Ireland’s economic upturn has brought with it a greater demand on the land transport networks and services. Addressing both the current and future needs of the transport sector has been a key challenge in the portfolio of Minister for Transport Shane Ross, TD.
Budget 2018 brought with it a welcome increase in spending for the Department of Transport, Tourism and Sport, up €215 million from the previous year’s allocation. Minister Ross outlined that the increased spending would be used to address “emerging capacity constraints on our public transport systems”. Adding that it would also allow the Department to step up investment in climate friendly and sustainable transport solutions and remove bottlenecks in the existing road network.
A review of the Capital Plan brought about an announcement this year of an enhanced road investment programme stretching to 2021. The extra allocation brings the expected road investment for over the four-year period to €4.26 billion. In January, the Minister announced €417 million for regional and local road maintenance and improvement in grant allocations.
However, outside of public transport reform, Ross’ major contribution will be viewed as his introduction of the Road Traffic (Amendment) Bill. Despite facing resistance from rural TDs and opposition from Fianna Fáil, the Bill, which will see automatic disqualification for drivers over a reduced alcohol limit and imposes tougher sanctions for those who break provisional licence usage rules, is largely supported and should be introduced as legislation sooner rather than later.
The National Development Plan (NDP) saw the announcement of major public transport items such as BusConnects, Metro Link and expanded DART and Luas services. Ross has commissioned a review of overall public transport policy. The Minister has outlined the purpose of the review as “that services are sustainable into the future and are meeting the needs of a modern economy”. However, workers’ unions have voiced their concerns that any review could lead to the privatisation of additional services.
Ross recently stated that he would not be an advocate for an agenda of privatisation but nor would he be a representative of the management of the State companies or any other stakeholder in the transport sector.
“My primary focus is the public transport user. Ensuring that they get from A to B, in an efficient, accessible, sustainable and reasonably priced way is my goal, while being cognisant of the need for economy in using taxpayers’ money. That is my goal and something I think we can and should work together to ensure,” he said.

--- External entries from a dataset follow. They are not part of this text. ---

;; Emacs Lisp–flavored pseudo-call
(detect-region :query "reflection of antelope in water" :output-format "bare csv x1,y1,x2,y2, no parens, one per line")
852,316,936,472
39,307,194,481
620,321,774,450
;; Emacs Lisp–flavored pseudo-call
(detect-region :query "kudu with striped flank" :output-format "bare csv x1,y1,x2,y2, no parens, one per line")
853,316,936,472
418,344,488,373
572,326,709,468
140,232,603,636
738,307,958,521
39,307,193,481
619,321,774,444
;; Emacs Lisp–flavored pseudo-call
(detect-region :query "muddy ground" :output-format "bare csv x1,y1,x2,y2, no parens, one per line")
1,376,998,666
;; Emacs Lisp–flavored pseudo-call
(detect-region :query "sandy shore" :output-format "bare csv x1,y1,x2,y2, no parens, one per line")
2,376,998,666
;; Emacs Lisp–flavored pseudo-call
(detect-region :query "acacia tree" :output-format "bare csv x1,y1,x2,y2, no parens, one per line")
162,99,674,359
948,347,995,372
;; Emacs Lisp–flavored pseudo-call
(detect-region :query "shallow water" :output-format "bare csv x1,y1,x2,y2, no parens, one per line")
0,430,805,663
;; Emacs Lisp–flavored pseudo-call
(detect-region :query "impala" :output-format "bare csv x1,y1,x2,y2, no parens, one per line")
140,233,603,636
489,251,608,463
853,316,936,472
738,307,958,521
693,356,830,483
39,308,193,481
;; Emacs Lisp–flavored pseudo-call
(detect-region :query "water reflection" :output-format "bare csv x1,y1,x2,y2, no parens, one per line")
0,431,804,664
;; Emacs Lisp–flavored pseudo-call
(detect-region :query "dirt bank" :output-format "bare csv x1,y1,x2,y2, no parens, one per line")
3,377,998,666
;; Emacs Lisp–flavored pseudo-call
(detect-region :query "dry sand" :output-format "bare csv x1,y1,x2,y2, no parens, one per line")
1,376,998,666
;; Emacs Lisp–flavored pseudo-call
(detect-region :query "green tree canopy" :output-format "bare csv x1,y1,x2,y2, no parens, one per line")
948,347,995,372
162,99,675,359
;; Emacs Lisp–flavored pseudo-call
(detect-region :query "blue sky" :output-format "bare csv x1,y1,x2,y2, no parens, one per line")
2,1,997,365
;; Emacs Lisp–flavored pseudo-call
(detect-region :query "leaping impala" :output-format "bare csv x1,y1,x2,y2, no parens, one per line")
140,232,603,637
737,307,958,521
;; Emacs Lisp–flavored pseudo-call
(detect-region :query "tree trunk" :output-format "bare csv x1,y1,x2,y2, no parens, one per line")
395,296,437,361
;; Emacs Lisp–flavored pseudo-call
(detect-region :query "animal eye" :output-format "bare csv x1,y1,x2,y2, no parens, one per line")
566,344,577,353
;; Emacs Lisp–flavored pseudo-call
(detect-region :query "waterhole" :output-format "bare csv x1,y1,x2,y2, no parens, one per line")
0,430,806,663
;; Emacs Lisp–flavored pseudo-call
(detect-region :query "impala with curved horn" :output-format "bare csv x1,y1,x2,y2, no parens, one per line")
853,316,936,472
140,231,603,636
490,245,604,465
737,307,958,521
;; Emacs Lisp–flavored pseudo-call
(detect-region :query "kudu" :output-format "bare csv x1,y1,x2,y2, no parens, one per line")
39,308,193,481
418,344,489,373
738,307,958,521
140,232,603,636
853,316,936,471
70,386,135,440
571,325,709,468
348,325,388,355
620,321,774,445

He also outlined his short-term ambitions for additional peak time Luas service capacity, additional capacity on bus services, the introduction of a 10-minute frequency Dart service and an expansion of the rail service from Kildare through the Phoenix Park tunnel to Grand Canal Dock.

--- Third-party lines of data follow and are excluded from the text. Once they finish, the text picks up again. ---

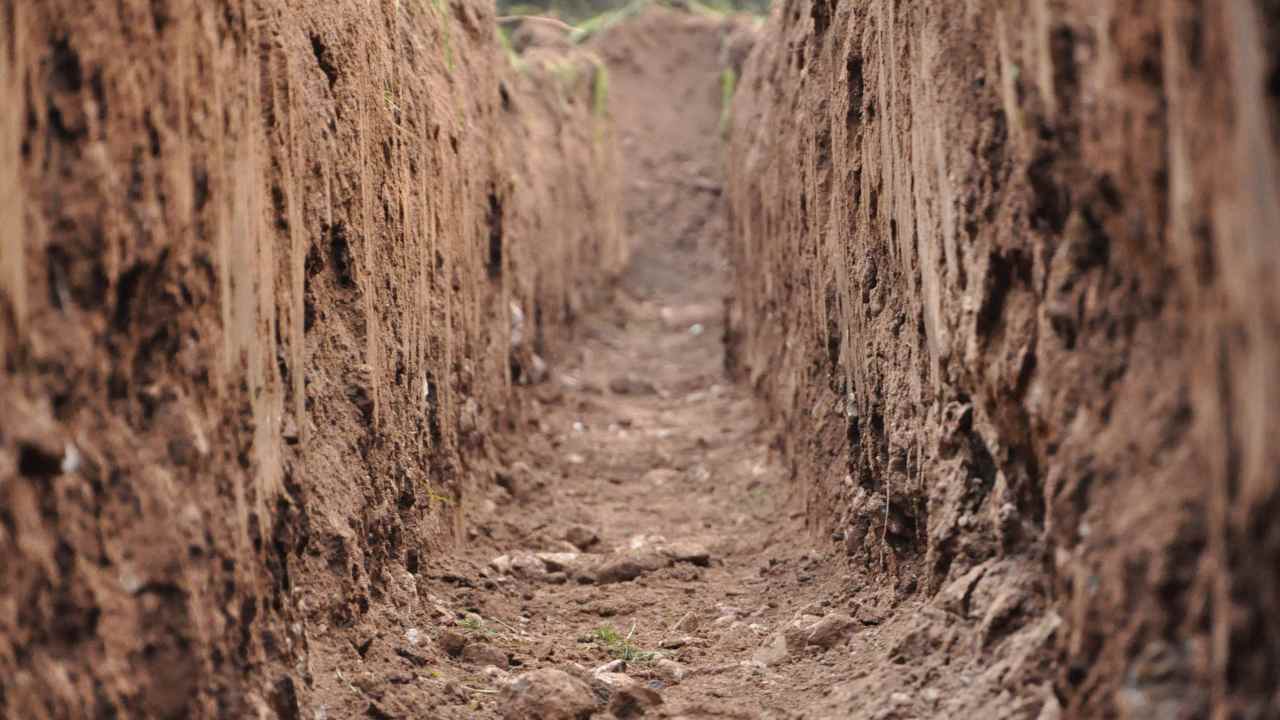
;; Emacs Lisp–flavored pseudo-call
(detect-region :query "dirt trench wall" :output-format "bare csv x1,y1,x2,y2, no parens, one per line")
0,1,620,717
727,1,1280,716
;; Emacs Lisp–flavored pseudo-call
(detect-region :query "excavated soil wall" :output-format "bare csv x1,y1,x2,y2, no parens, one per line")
0,2,620,716
728,1,1280,716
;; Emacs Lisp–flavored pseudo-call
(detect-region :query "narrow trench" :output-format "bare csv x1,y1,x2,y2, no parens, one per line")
312,14,874,720
9,2,1271,718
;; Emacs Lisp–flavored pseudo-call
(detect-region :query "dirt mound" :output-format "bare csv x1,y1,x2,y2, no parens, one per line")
728,1,1280,716
0,2,620,716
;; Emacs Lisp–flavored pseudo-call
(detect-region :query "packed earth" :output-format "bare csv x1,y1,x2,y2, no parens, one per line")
3,1,1279,719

A recent pilot initiative by Ross, which has come in for criticism, is the introduction of 50 new bus routes around Ireland from June to combat rural isolation. Ross has been forced to defend the initiative, named by critics as a ‘drink link’.
“My primary focus is the public transport user. Ensuring that they get from A to B, in an efficient, accessible, sustainable and reasonably priced way is my goal, while being cognisant of the need for economy in using taxpayers’ money.”
Ross said: “There will be 188 new journeys every week, 20 of those are extensions to existing routes, 30 of them are demand responsive. The services will run on average from between 6pm until 11pm. This is a very serious trial.
“It’s for communities to get together, go off and play bingo, if they want to go to the pub they can. It’s not all pub-orientated.”
The NDP has outlined various projects that will allow for the easing of congestion, a lower carbon output for the transport network and has a specific focus on developing greenways and accessible sustainable transport. The NDP takes into consideration the existing national Mitigation Plan. Speaking previously, the Minister described “the elimination of conventionally fuelled vehicles on the roads” as the most important transformation in the transport sector.
Following on from the National Policy Framework on Alternative Fuels Infrastructure for Transport, which set out an ambition for all new cars and vans sold in Ireland to be zero emission from 2030, the Minister has rolled out various projects, such as: the electric SPSV grant scheme to support the increased uptake of electric vehicles in the industry and more recently, a reduced toll incentive for electric vehicles running to 2022.
Despite ambitions for more sustainable travel in Ireland, one area in which Ross has been criticised is around cycling. Although not opposed to the idea, the Minister’s failure to throw his weight behind a bill introduced last year by Ciarán Cannon, TD and Regina Doherty, TD, which outlined passing distances of between 1m and 1.5m for cyclists by motorists, depending on speed restrictions.
Admitting that his officials were “sceptically” examining the proposal, he added: “It is not ruled out but it is not as easy as it looks. If you put 1.5 metres between them all the time, you have got to be able to prove people have committed that offence.”